François Chollet ideas on Program Synthesis and Neurosymbolic AI;
Sebastian Pokutta blog "Not every discovery needs an LLM"¹⁰;
Claude Code leak showed reliance on many exact string matching and context processing algorithms;
Whenever frontier AI labs report math benchmarks, the numbers with tools and without tools differ very much. This is can be viewed as gains from \(C_{exact}\).

Notes

Claude E. Shannon, Programming a computer for playing chess, Philosophical Magazine, 1950.
David Silver et al., Mastering the game of Go with deep neural networks and tree search, Nature, 2016. David Silver et al., Mastering Chess and Shogi by Self-Play with a General Reinforcement Learning Algorithm, arXiv, 2017.
Noam Brown and Tuomas Sandholm, Superhuman AI for heads-up no-limit poker: Libratus beats top professionals, Science, 2018.
Charlie Snell et al., Scaling LLM Test-Time Compute Optimally can be More Effective than Scaling Model Parameters, arXiv, 2024. Andy L. Jones, Scaling Scaling Laws with Board Games, arXiv, 2021.
Michael P. Brenner, Vincent Cohen-Addad, and David P. Woodruff, Solving an Open Problem in Theoretical Physics using AI-Assisted Discovery, arXiv, 2026.
Alhussein Fawzi et al., Discovering faster matrix multiplication algorithms with reinforcement learning, Nature, 2022.
Alexander Novikov et al., AlphaEvolve: A coding agent for scientific and algorithmic discovery, arXiv, 2025. Google DeepMind, AlphaEvolve: A Gemini-powered coding agent for designing advanced algorithms, May 14, 2025.
Thomas Hubert et al., Olympiad-level formal mathematical reasoning with reinforcement learning, Nature, 2026. Google DeepMind, AI achieves silver-medal standard solving International Mathematical Olympiad problems, July 25, 2024.
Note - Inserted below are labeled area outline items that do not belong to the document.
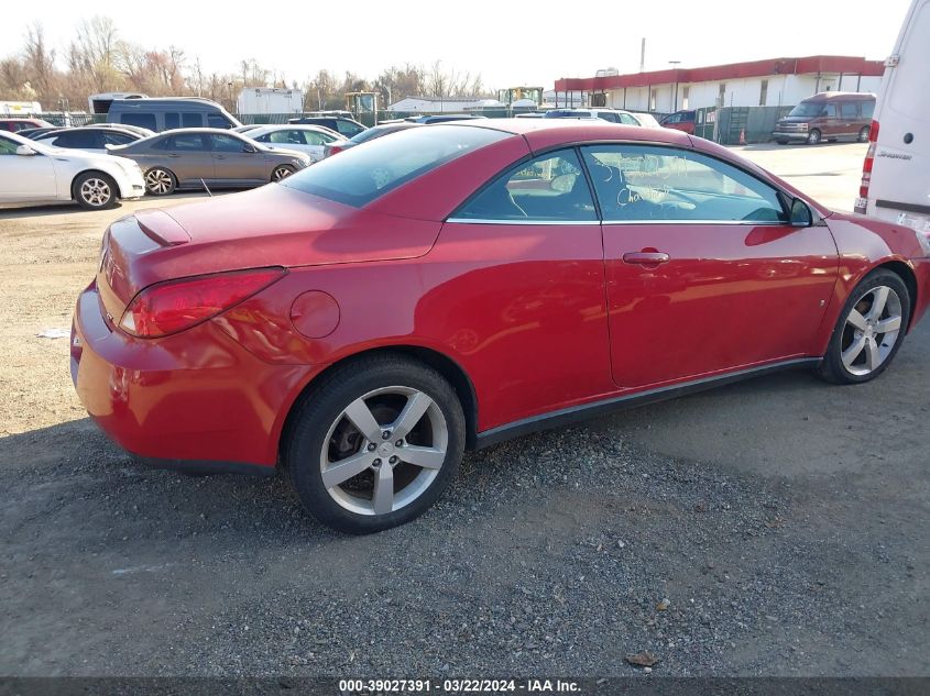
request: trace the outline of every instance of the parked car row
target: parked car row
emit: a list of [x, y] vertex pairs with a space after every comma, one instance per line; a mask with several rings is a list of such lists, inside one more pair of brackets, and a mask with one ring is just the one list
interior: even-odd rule
[[62, 150], [17, 133], [0, 132], [0, 202], [73, 200], [100, 210], [145, 194], [142, 169], [132, 159]]

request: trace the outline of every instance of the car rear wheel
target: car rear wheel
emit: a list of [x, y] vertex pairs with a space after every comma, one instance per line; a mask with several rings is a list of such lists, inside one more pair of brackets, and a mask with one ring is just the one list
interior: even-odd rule
[[285, 466], [300, 502], [354, 534], [408, 522], [455, 478], [464, 416], [431, 367], [403, 356], [337, 368], [293, 419]]
[[287, 165], [283, 164], [275, 167], [274, 170], [271, 173], [271, 180], [281, 181], [282, 179], [286, 179], [292, 174], [294, 174], [294, 167], [288, 167]]
[[177, 179], [168, 169], [152, 167], [145, 173], [145, 190], [152, 196], [168, 196], [176, 187]]
[[850, 295], [820, 376], [834, 384], [860, 384], [880, 375], [901, 346], [910, 320], [910, 297], [900, 276], [871, 273]]
[[117, 183], [101, 172], [85, 172], [74, 181], [75, 201], [88, 210], [105, 210], [117, 205]]

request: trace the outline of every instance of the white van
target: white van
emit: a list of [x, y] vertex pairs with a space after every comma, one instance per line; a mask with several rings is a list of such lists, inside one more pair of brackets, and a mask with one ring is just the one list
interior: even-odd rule
[[913, 0], [885, 62], [855, 211], [930, 232], [930, 0]]

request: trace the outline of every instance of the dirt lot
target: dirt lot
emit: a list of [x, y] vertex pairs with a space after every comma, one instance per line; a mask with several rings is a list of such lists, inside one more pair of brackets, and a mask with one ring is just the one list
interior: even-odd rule
[[[864, 150], [744, 154], [849, 209]], [[515, 440], [347, 538], [278, 479], [146, 469], [84, 417], [67, 339], [37, 334], [153, 205], [0, 211], [0, 674], [608, 675], [642, 650], [930, 674], [930, 323], [871, 385], [781, 374]]]

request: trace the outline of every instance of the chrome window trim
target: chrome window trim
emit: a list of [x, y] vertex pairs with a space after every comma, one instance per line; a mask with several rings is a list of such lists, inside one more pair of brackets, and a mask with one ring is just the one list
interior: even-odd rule
[[726, 224], [726, 225], [746, 225], [746, 227], [798, 227], [789, 222], [779, 222], [773, 220], [490, 220], [490, 219], [470, 219], [470, 218], [448, 218], [446, 222], [453, 222], [456, 224], [604, 224], [604, 225], [625, 225], [625, 224]]
[[758, 227], [769, 227], [769, 228], [779, 228], [779, 227], [798, 227], [792, 225], [790, 222], [780, 222], [780, 221], [773, 221], [773, 220], [604, 220], [602, 224], [609, 225], [624, 225], [624, 224], [743, 224], [743, 225], [752, 225], [754, 228]]
[[457, 224], [601, 224], [600, 220], [472, 220], [470, 218], [447, 218], [446, 222]]

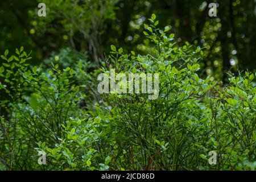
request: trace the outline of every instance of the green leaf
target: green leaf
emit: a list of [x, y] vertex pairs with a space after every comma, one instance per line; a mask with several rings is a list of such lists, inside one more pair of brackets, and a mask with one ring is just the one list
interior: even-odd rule
[[123, 48], [121, 47], [118, 49], [118, 53], [123, 53]]
[[3, 63], [3, 65], [6, 67], [10, 67], [10, 65], [9, 65], [6, 63]]
[[113, 51], [115, 51], [117, 50], [115, 46], [114, 45], [111, 45], [110, 48], [111, 48], [111, 49]]
[[166, 26], [166, 27], [164, 27], [164, 32], [166, 32], [169, 31], [170, 29], [171, 29], [171, 27], [169, 27], [169, 26]]
[[147, 35], [147, 36], [149, 35], [148, 34], [146, 31], [143, 31], [143, 34], [144, 34], [144, 35]]
[[0, 73], [3, 73], [5, 71], [5, 68], [3, 67], [0, 67]]
[[4, 59], [4, 60], [6, 60], [6, 57], [4, 56], [4, 55], [1, 55], [1, 58], [2, 59]]
[[38, 67], [36, 67], [36, 66], [33, 67], [33, 69], [32, 69], [32, 71], [33, 72], [33, 73], [36, 73], [36, 71], [38, 70]]
[[13, 56], [11, 56], [11, 57], [10, 57], [9, 59], [8, 59], [7, 61], [8, 61], [8, 62], [11, 62], [11, 61], [13, 61]]
[[65, 72], [68, 72], [69, 70], [70, 70], [70, 68], [69, 68], [69, 67], [68, 67], [68, 68], [67, 68], [66, 69], [65, 69], [64, 70], [64, 71]]
[[73, 70], [73, 69], [71, 69], [69, 71], [69, 74], [71, 75], [72, 75], [74, 74], [74, 73], [75, 73], [74, 70]]
[[155, 22], [154, 25], [156, 26], [157, 26], [158, 24], [158, 23], [159, 23], [159, 22], [158, 20], [157, 20], [156, 22]]
[[6, 56], [8, 55], [8, 53], [9, 53], [9, 51], [8, 51], [8, 49], [5, 50], [5, 57], [6, 57]]
[[96, 117], [93, 119], [93, 121], [96, 124], [99, 124], [101, 122], [101, 119], [98, 117]]
[[174, 38], [174, 34], [171, 34], [169, 36], [169, 37], [171, 39], [172, 39], [173, 38]]
[[16, 61], [18, 61], [19, 60], [19, 58], [18, 58], [17, 57], [16, 57], [15, 56], [13, 56], [13, 57], [14, 59], [14, 60], [15, 60]]
[[90, 162], [90, 160], [88, 160], [86, 161], [86, 164], [88, 166], [90, 167], [91, 164], [92, 164], [92, 162]]

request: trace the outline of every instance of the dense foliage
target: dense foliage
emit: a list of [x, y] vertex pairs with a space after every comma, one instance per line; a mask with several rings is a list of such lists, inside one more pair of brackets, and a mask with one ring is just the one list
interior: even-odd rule
[[[97, 63], [65, 48], [33, 66], [23, 47], [15, 53], [5, 51], [0, 67], [5, 94], [0, 169], [255, 169], [255, 75], [229, 72], [226, 86], [202, 77], [204, 48], [177, 44], [170, 26], [158, 28], [154, 14], [148, 23], [144, 42], [154, 46], [147, 54], [112, 45], [106, 61]], [[111, 68], [159, 73], [158, 98], [100, 94], [97, 76]], [[38, 163], [41, 151], [46, 165]], [[208, 163], [210, 151], [217, 155], [216, 165]]]

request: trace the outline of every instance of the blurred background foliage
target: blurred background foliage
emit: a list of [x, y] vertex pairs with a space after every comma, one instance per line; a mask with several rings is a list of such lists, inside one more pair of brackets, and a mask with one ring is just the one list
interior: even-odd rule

Timo Berthold, FICO Xpress Optimization Surpasses AlphaEvolve's Achievements, FICO Blog, June 2025. Manuel Kauers and Jakob Moosbauer, The FBHHRBNRSSSHK-Algorithm for Multiplication in \(\mathbb{Z}_2^{5\times5}\) is still not the end of the story, arXiv, 2022.
Sebastian Pokutta, Not every discovery needs an LLM, blog post.